Панька быстро направился к своей будке. Но она была заперта на замок. Тогда, постояв немного, он лёг под куст бузины и лежал кверху лицом, следя за медленно ползавшими по небу облаками до той поры, пока не уснул тяжёлым сном, полным кошмаров.
Паньку разбудили чувствительные толчки в бок, он открыл глаза, мельком увидал, что над ним склонилось чьё-то знакомое лицо, и снова зажмурился от солнечных лучей, ударявших прямо ему в голову.
Этого времени ему было достаточно, чтоб ярко вспомнить всё происшедшее вчера.
– Ну-ка, вставай! – раздался над ним женский голос.
Он быстро встал. Перед ним была тётка Марья, смотревшая на него с ласковым любопытством.
– Идём-ка ко мне. Ишь ведь, бедненький, где уснул! Ты что же не приходил ко мне ночевать-то?
Панька молчал. Он не любил тётку Марью. Ему не нравилось в ней и то, что она такая большая и сильная, и то, что она всегда так много ругается, и её серые глаза, и голос, грудной и грубый, и вся она, энергичная, вечно настороже или вечно воевавшая с чем-нибудь.
Они пошли рядом друг с другом.
– Ну, уж ты не больно убивайся. Ничего, бог да добрые люди помогут, проживёшь.
Только и сам рта не разевай. Смотри, вникай, понимай, что к чему. Учись жить-то, дело это трудное. Зевать ни-ни, невозможно! А то в дураках и останешься. Может, это и к добру ещё для тебя-то случилось. Потому, что ты от Арефья-то видел? Ни внимания настоящего, ни науки. Баловство одно. Точно с большим, он с тобой обращался! разве это идёт? Ребёнок ты есть, ну и нужно с тобой быть, как с ребёнком. И сам-то он был, к слову сказать, дурак дураком. Нужно жить, а он в книжку читает. Эка мудрость, книжку-то читать! А ты вот век проживи, в люди пролезь, силу себе прикопи, уваженье заслужи, это помудрее всякой книжки будет! Одиннадцать годов будочником пробыл, и ни-ни, ни синь-пороха нет!..

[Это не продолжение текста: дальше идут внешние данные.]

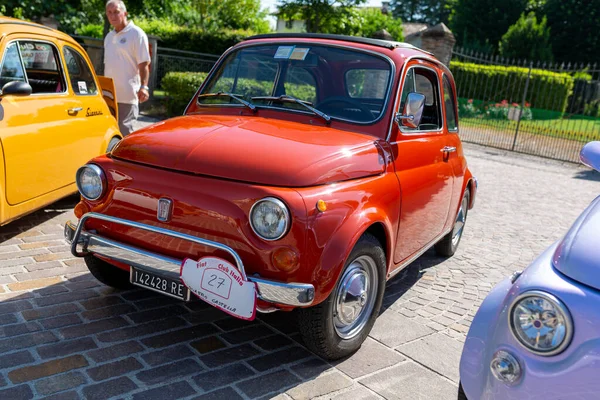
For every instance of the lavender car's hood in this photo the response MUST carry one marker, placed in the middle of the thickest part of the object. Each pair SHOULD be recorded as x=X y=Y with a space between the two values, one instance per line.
x=578 y=254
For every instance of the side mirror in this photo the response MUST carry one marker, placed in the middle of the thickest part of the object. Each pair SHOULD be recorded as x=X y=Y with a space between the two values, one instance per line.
x=590 y=155
x=16 y=88
x=413 y=111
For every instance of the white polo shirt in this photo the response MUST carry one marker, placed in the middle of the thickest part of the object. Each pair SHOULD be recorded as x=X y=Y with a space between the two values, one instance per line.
x=123 y=52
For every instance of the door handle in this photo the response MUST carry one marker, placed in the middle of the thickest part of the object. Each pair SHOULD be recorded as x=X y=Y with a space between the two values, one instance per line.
x=448 y=149
x=74 y=110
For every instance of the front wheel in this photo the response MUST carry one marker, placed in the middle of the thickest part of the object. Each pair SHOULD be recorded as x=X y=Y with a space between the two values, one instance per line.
x=338 y=326
x=449 y=243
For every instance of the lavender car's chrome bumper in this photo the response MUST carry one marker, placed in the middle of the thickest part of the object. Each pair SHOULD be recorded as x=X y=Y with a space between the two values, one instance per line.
x=84 y=242
x=571 y=374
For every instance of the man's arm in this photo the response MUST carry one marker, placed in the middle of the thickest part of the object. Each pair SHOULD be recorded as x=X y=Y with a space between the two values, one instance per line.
x=144 y=69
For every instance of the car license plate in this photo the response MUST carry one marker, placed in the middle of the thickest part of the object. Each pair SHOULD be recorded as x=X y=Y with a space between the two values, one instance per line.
x=161 y=284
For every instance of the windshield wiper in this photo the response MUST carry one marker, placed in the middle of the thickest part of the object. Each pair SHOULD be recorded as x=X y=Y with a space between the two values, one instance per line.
x=236 y=97
x=291 y=99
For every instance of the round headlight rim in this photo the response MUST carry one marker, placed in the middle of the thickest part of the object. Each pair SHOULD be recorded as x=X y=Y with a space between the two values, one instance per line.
x=560 y=306
x=98 y=171
x=286 y=212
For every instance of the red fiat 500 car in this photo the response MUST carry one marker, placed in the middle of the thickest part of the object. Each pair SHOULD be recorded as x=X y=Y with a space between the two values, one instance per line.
x=306 y=171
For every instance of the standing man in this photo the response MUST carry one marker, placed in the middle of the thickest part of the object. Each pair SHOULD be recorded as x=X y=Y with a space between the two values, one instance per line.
x=126 y=61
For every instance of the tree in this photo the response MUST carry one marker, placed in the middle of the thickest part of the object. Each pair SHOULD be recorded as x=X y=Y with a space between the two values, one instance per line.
x=323 y=16
x=480 y=24
x=429 y=12
x=575 y=27
x=527 y=39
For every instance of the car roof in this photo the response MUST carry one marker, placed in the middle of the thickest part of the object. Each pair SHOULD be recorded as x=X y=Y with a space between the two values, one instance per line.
x=388 y=44
x=10 y=25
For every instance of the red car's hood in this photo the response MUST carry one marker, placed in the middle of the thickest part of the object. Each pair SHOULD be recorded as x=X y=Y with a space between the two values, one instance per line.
x=254 y=149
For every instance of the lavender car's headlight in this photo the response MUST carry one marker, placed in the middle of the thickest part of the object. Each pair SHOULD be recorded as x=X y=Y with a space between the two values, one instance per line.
x=541 y=323
x=90 y=181
x=269 y=218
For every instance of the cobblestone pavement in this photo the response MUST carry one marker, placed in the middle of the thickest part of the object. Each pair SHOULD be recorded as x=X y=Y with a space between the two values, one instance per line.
x=64 y=335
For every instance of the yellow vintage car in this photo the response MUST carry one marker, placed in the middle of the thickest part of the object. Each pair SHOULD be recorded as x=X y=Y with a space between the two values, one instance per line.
x=55 y=114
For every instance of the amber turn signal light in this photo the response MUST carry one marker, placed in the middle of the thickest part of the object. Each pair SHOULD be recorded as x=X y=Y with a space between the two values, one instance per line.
x=285 y=259
x=321 y=205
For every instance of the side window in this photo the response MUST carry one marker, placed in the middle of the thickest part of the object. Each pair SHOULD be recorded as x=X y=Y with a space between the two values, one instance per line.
x=424 y=81
x=41 y=61
x=450 y=105
x=300 y=84
x=12 y=68
x=80 y=74
x=367 y=83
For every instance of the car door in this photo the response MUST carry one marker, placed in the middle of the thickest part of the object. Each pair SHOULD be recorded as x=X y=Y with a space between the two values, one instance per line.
x=425 y=176
x=37 y=130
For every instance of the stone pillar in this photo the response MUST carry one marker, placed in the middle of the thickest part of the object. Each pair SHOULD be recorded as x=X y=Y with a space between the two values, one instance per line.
x=438 y=40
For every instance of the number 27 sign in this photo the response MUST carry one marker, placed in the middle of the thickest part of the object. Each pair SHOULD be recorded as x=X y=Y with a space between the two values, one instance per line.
x=220 y=283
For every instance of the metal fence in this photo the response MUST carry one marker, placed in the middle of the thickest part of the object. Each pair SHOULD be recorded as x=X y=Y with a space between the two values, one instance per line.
x=527 y=109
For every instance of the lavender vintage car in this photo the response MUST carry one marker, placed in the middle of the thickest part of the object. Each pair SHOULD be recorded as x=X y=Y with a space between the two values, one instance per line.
x=537 y=334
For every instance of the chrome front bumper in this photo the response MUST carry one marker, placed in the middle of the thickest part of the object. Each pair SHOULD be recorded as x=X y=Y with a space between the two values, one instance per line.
x=84 y=242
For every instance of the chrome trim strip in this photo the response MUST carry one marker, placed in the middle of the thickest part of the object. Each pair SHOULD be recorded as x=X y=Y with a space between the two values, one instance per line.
x=83 y=242
x=417 y=255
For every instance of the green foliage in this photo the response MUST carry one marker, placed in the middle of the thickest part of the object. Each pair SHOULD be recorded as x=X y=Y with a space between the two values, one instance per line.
x=429 y=12
x=527 y=39
x=372 y=20
x=479 y=24
x=503 y=82
x=575 y=27
x=322 y=16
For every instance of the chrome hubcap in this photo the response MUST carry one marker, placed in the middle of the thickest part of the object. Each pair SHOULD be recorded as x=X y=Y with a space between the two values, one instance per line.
x=355 y=297
x=459 y=224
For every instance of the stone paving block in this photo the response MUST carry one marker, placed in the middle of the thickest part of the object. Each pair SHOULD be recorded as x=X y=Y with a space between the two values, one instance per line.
x=59 y=383
x=208 y=344
x=269 y=383
x=225 y=393
x=226 y=356
x=409 y=381
x=66 y=347
x=115 y=351
x=174 y=370
x=438 y=352
x=16 y=359
x=181 y=335
x=320 y=386
x=48 y=368
x=107 y=389
x=114 y=369
x=393 y=329
x=215 y=378
x=171 y=391
x=46 y=312
x=167 y=355
x=371 y=357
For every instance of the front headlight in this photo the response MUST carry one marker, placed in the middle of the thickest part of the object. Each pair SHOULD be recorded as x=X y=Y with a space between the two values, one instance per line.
x=269 y=218
x=90 y=181
x=541 y=323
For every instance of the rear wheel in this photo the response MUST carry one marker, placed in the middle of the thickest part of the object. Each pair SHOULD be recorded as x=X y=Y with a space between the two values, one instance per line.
x=449 y=243
x=339 y=325
x=107 y=273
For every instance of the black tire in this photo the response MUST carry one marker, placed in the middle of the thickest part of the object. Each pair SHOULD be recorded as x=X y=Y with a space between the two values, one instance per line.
x=449 y=243
x=107 y=273
x=317 y=324
x=113 y=142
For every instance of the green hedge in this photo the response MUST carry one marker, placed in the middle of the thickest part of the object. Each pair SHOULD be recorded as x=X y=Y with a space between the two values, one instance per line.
x=180 y=87
x=547 y=90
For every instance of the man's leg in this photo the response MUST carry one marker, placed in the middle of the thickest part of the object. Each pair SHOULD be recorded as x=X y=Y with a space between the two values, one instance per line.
x=128 y=113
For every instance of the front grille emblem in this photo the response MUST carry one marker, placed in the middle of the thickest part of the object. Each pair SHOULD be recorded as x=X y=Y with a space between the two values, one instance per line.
x=163 y=212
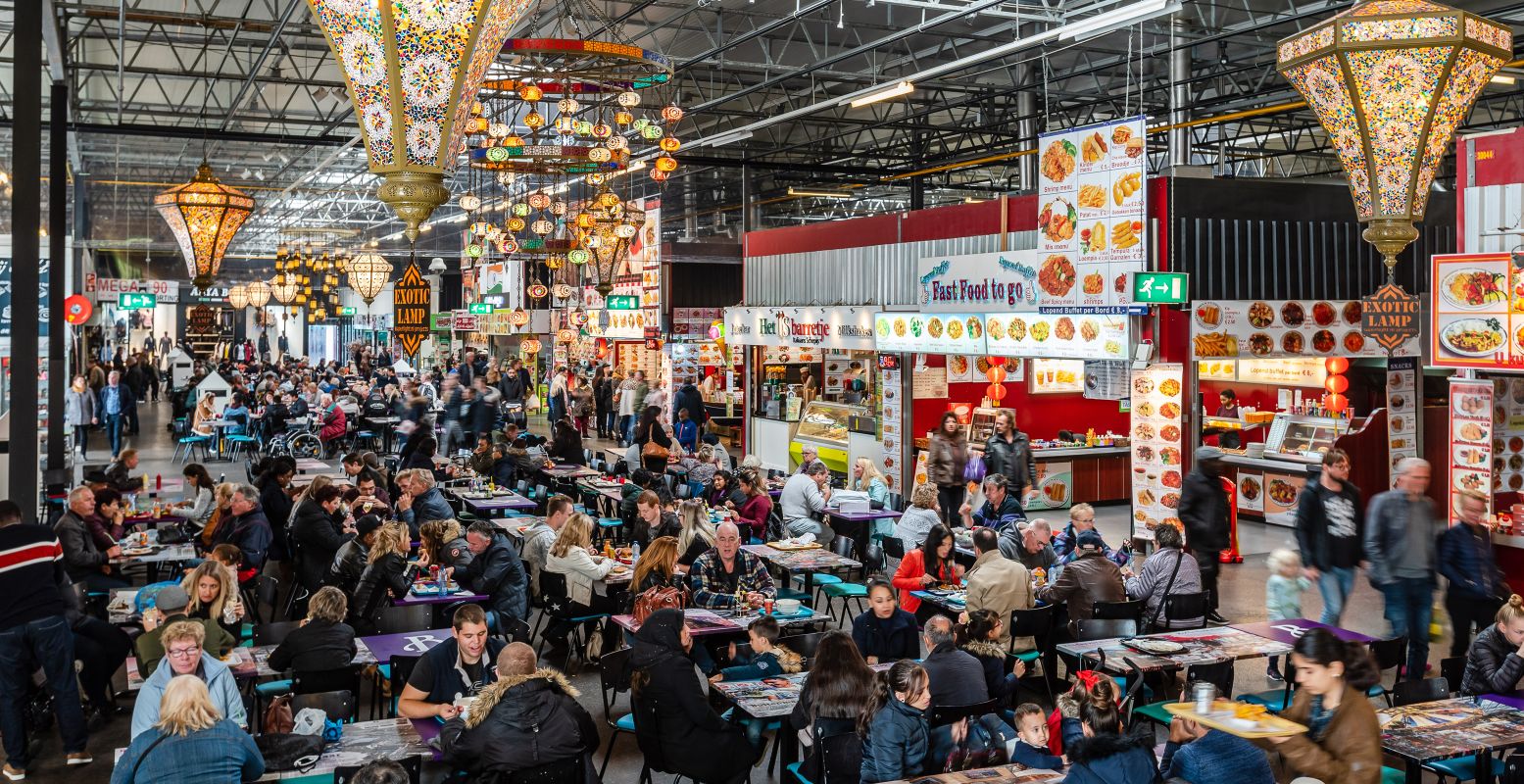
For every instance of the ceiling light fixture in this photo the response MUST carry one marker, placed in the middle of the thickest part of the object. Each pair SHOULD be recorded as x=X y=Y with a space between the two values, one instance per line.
x=884 y=95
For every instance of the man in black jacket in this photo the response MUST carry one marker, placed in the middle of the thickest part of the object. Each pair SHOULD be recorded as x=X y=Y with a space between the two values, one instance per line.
x=527 y=720
x=1204 y=513
x=1009 y=454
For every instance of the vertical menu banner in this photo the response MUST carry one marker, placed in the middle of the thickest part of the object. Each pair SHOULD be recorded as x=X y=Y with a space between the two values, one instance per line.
x=1469 y=441
x=411 y=309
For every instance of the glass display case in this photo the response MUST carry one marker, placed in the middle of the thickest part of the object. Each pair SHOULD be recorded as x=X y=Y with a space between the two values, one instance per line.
x=825 y=424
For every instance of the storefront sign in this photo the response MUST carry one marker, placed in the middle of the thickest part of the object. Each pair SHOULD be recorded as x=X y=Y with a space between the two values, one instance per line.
x=1081 y=337
x=1469 y=441
x=1285 y=328
x=1402 y=426
x=1472 y=301
x=826 y=328
x=952 y=333
x=1157 y=436
x=107 y=288
x=411 y=309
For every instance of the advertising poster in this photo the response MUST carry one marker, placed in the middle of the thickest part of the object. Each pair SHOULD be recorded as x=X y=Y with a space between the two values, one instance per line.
x=1402 y=418
x=1157 y=471
x=1284 y=328
x=1469 y=441
x=1477 y=302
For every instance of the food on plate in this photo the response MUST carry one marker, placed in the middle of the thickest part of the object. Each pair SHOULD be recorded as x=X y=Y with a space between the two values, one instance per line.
x=1093 y=148
x=1057 y=220
x=1130 y=183
x=1284 y=493
x=1472 y=337
x=1474 y=288
x=1260 y=315
x=1125 y=233
x=1057 y=161
x=1057 y=274
x=1215 y=345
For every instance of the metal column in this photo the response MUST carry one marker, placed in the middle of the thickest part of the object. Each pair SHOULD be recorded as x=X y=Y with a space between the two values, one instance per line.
x=26 y=136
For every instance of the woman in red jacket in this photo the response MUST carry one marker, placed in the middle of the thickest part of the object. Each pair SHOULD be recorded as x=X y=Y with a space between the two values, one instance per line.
x=925 y=566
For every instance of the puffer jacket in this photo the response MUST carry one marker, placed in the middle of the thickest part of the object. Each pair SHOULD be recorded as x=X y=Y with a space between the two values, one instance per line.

Панька слушал, сердился и неодобрительно мычал в ответ на боевую философию Марьи. А когда она обругала Арефия дураком, он даже смело дёрнул её за платье, как бы желая остановить её от дальнейшего поношения своего воспитателя, но она, в пылу своего ораторства, не заметила его попытки и с жаром продолжала далее:
– Людям не верь. Ласкают – врут, хвалят – врут, ругают – правда, да и то не совсем, пересаливают. Ко всякому человеку первоначально с опаской, подумай, – нельзя ли ему из тебя каких ни то соков выжать, а потом, коли видишь – нельзя, подходи вплоть, да и то остерегись – и себе-то не верь. И к самому себе нужно зачастую относиться, как к чужому. Потому человек и для себя добро-то плохо понимает; думает, вот оно где, ан нет, шалишь! в лужу сел!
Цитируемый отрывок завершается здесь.